"Once I was getting blown by my girlfriend at the drive-in theater. I was a teenager and couldn't really "hold out" too long. I came like a freaking firehose in her mouth. What did she do? Opened the door, leaned out of the car and spit a massive load of cum right on the ground next to the car alongside us....you should of seen the look on the oldman in the driver's seat next to us!" - Y.D.
"My gal LOVES a hot face full of hot cum. She call's it her weekly "jizz facial"! Do you think I could get paid for providing a service like this for beautiful rich women? THAT would be a job I could actually get up for in the morning! LOL" - H.D.
"Is there anything sweeter than dumping a hot steaming load of cock creme onto the upturned lips and chin of some horny slut? Gobble that goo, baby!" - J.P.
"..I once was getting a handjob from an older woman I met at this swank art gallery openning in SoHo. She was stroking my cock while the engine warmed and before I knew it, I blasted a cum shot onto the interior of the windshield right in front of me...where it froze!
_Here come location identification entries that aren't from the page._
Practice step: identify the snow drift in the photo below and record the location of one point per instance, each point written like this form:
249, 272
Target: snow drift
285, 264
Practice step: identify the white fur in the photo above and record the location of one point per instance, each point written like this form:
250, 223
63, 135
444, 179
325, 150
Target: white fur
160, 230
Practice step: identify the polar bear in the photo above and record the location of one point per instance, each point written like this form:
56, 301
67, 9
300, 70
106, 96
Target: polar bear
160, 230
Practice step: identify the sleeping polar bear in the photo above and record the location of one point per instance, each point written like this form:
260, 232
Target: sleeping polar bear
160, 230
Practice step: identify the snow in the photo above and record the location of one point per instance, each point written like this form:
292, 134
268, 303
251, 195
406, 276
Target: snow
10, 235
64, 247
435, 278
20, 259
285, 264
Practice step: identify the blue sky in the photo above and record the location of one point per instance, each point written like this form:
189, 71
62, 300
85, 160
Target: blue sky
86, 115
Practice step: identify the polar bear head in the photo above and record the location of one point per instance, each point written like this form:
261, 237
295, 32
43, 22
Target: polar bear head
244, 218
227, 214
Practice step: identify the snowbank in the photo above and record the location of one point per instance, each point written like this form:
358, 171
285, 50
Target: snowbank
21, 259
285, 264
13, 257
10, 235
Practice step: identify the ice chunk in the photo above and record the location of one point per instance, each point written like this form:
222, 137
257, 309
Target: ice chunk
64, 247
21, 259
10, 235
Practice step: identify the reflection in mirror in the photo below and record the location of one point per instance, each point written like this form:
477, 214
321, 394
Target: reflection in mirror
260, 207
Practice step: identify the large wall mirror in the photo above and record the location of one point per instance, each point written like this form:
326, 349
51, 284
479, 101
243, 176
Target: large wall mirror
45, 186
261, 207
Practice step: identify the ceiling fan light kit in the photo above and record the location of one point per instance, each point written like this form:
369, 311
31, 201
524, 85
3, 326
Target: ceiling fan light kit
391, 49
I had to drive her home and all the way I couldn't take my eyes off that splash of jizz slowly defrosting and sliding down the window. She must of seen it too, because she finally got out a kleenex and wiped it off. We both just chuckled." - E.S.
"...There was an ad I saw once in a sex paper that advertized a special Chinese herb that was supposed to increase the amount of semen you produced. I tried it, and let me tell you - I have NEVER cum that much at one time! My wife thought there was something wrong with me and asked if I was feeling alright! I said, yes, but man, afterwards my balls felt like someone had milked them like a cow's udders! I was drained..." - F.D.